In February, I decided I was ready to tackle my next project: the CoreAlign®.  I signed up for my first weekend of training and just knew I was going to love learning something new.  I was right.  I LOVE the CoreAlign®.  I also learned in that weekend that the body I thought I had so much control over, was not as organized as I once thought.  I struggled to figure out my shoulder stability, and my lower back is a place I no longer had any awareness of.  I am still working hard to figure out how to correct some of these faulty movement patterns.  What I have realized during this process is this:  I had been thinking of my job as teaching “fitness”.  I embodied this by mastering the exercises without mastering the proper movement patterns required to do these exercises efficiently.  I now realize, movement – any movement – has to be done with proper attention to form and bio-mechanics to be truly beneficial.  It is now my goal to use many modalities (i.e.
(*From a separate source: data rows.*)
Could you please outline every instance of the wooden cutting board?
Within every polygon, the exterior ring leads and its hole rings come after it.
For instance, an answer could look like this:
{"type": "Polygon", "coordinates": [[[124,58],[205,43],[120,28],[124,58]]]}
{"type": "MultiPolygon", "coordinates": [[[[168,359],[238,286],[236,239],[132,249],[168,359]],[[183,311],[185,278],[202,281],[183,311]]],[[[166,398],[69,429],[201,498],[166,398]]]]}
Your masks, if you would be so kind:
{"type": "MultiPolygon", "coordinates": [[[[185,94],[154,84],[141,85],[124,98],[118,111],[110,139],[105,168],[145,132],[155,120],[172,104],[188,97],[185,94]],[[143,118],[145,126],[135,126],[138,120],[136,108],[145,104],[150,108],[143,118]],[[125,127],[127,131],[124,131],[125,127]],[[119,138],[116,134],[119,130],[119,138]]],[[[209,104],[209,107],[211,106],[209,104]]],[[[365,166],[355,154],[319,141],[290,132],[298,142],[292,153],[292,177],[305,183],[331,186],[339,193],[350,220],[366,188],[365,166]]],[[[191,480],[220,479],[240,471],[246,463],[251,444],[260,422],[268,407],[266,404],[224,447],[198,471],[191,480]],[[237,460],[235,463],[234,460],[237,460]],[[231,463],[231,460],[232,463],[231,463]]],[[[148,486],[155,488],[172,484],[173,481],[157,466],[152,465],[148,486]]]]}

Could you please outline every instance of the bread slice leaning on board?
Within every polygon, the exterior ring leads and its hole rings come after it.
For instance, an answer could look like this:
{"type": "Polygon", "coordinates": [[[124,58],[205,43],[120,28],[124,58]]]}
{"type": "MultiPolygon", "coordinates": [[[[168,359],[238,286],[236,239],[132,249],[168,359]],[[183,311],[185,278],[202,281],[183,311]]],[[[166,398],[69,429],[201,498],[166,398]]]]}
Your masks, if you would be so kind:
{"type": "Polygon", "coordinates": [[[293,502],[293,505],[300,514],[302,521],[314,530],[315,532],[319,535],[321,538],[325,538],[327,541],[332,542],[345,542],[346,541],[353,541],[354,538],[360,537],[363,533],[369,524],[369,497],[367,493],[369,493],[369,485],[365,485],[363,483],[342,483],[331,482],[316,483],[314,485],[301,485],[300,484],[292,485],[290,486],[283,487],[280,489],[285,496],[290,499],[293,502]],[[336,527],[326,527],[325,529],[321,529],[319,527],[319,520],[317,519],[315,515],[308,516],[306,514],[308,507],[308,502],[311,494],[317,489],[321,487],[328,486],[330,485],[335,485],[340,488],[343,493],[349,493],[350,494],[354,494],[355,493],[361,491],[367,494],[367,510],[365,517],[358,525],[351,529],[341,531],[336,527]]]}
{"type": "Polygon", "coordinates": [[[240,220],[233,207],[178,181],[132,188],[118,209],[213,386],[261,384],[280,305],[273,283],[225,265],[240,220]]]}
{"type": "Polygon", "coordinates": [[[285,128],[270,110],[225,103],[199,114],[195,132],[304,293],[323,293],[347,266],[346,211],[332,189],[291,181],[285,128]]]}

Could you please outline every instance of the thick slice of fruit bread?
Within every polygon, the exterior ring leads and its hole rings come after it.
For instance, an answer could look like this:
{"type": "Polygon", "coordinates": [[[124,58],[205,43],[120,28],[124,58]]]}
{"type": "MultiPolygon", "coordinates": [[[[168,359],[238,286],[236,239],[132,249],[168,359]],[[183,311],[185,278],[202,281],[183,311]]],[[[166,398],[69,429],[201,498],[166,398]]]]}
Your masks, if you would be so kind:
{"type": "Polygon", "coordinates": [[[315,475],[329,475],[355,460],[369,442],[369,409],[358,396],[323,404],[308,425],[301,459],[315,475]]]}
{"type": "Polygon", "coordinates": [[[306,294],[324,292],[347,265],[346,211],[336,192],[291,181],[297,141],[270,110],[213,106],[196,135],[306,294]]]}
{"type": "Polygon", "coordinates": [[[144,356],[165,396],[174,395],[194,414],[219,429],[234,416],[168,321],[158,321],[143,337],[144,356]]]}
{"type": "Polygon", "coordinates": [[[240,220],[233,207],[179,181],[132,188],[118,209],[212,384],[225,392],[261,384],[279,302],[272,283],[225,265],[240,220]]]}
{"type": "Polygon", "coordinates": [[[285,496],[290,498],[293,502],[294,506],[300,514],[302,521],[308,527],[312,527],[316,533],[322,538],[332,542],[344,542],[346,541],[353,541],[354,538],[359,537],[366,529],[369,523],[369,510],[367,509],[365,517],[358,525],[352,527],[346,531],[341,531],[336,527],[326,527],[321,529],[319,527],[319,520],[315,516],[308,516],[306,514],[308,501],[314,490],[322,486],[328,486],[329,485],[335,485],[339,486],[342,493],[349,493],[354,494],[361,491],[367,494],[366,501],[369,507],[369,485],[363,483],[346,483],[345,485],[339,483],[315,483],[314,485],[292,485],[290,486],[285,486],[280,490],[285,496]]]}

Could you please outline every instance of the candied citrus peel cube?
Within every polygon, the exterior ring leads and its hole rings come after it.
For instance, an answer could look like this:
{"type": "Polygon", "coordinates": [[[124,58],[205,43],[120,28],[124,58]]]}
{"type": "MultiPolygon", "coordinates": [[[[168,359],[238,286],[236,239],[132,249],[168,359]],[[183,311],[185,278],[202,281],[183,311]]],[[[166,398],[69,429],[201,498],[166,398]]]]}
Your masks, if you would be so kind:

Pilates, CoreAlign®, yoga, etc.) to achieve wellness.  Or, as Ann would say, to preserve my shelf life.  We only get one shot with these bodies we have been given.  I want mine to take me places, not hold me back from my life.

I have decided that Balance Through Movement will be just that.  A place where people can come to achieve balance in their bodies.  I am working to be the bridge that is so desperately needed between the realms of physical therapy and exercise.  The place where we are no longer working on any one specific issue or injury, but the integration of the total body to achieve the ability to move through world in a functional way.  We will be a “movement studio”.  I invite you to come and learn to move.  Learn to use the body you have been gifted to take you to places you never dreamed you would be able to go.